Una semplice prova pratica per dimostrarlo? E sia. Accendete il vostro computer (se non l'avete sottomano, fidatevi della parola di chi scrive), aprite la pagina di un motore di ricerca e digitate la parola Ulisse. Solo in italiano, questa ricerca ci aprirà un universo di circa 49.800 pagine web. Ovviamente c'è di tutto: dal quotidiano di informazione scientifica al gruppo cicloturistico triestino. Un mondo variegato ed eterogeneo, unito dal culto per questo personaggio, così antico e così moderno al tempo stesso. Ovviamente lo stesso gioco si può fare con l'altra parola chiave di questa nostra storia: l'Odissea. Odissea nell'immaginario del web significa (tradotto in cifre) circa 37.900 pagine web, che vanno dal capolavoro di Stanley Kubrick, l'indimenticabile Odissea nello Spazio, alle tragiche peregrinazioni degli immigrati clandestini, alle paradossali, kafkiane avventure quotidiane di chi è costretto a rincorrere le farraginose lungaggini di ogni burocrazia.

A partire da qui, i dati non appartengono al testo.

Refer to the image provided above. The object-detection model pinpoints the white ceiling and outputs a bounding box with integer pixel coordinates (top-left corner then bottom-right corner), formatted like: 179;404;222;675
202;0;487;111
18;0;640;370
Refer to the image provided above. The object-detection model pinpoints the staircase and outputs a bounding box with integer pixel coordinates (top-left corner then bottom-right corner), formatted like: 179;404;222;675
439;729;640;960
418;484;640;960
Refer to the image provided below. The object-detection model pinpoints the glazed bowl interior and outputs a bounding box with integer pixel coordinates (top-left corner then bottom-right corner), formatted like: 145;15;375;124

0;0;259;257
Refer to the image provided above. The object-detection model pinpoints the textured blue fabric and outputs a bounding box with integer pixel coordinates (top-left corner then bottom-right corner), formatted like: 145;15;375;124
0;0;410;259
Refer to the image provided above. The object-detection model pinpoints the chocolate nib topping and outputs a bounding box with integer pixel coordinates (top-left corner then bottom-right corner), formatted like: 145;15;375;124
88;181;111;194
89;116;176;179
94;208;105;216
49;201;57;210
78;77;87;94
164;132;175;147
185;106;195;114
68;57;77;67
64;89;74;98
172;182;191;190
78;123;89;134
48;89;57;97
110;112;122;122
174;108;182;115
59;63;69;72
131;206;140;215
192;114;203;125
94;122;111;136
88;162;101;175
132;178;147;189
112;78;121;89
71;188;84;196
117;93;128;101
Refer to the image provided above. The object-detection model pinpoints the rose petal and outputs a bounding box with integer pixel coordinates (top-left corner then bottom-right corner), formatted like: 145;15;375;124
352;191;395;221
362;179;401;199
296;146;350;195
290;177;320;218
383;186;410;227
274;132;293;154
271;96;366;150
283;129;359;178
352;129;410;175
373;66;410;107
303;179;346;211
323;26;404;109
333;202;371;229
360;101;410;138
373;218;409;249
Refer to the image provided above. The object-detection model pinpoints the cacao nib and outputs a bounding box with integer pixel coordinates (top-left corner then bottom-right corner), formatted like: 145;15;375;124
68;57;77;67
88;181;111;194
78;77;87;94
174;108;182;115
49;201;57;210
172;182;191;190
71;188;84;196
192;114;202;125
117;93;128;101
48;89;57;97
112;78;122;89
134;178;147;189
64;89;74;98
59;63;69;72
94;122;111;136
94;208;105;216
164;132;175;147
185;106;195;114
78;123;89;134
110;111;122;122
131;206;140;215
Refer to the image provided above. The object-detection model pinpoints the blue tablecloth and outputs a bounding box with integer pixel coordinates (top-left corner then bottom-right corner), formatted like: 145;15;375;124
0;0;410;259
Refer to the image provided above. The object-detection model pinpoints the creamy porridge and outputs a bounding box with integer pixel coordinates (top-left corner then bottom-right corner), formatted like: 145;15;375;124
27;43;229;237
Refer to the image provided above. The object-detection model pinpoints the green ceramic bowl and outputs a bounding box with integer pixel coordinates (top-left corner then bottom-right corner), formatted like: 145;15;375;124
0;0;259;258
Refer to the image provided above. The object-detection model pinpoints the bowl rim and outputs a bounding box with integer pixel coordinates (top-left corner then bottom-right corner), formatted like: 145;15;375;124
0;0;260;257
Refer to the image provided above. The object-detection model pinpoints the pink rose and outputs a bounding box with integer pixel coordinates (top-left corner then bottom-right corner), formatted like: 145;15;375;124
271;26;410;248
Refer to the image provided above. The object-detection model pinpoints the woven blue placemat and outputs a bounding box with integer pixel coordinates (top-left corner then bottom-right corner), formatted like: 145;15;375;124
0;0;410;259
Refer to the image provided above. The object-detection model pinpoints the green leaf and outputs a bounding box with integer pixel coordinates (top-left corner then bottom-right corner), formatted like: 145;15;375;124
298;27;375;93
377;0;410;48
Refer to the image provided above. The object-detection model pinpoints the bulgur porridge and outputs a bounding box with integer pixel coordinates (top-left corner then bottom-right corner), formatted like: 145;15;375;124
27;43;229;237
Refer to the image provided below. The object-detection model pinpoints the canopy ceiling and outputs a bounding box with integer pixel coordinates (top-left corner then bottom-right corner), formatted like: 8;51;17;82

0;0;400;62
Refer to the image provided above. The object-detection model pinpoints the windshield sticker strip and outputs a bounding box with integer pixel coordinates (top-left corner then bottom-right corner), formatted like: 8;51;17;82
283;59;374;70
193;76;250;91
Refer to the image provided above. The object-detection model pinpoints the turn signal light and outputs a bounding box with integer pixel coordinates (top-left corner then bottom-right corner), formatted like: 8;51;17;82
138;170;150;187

Ma perché Ulisse ancora oggi è in grado di parlare una lingua così attuale alle orecchie dell'uomo occidentale? Perché nella storia di quell'eroe mitico ognuno di noi, ogni giorno, rivive un pezzetto, un frammento della sua stessa voglia di avventura e di scoperta. Ulisse e Odissea, quindi, come termini chiave per affrontare e comprendere al meglio la nostra realtà quotidiana, la nostra contemporaneità, la nostra umanissima sete di avventura.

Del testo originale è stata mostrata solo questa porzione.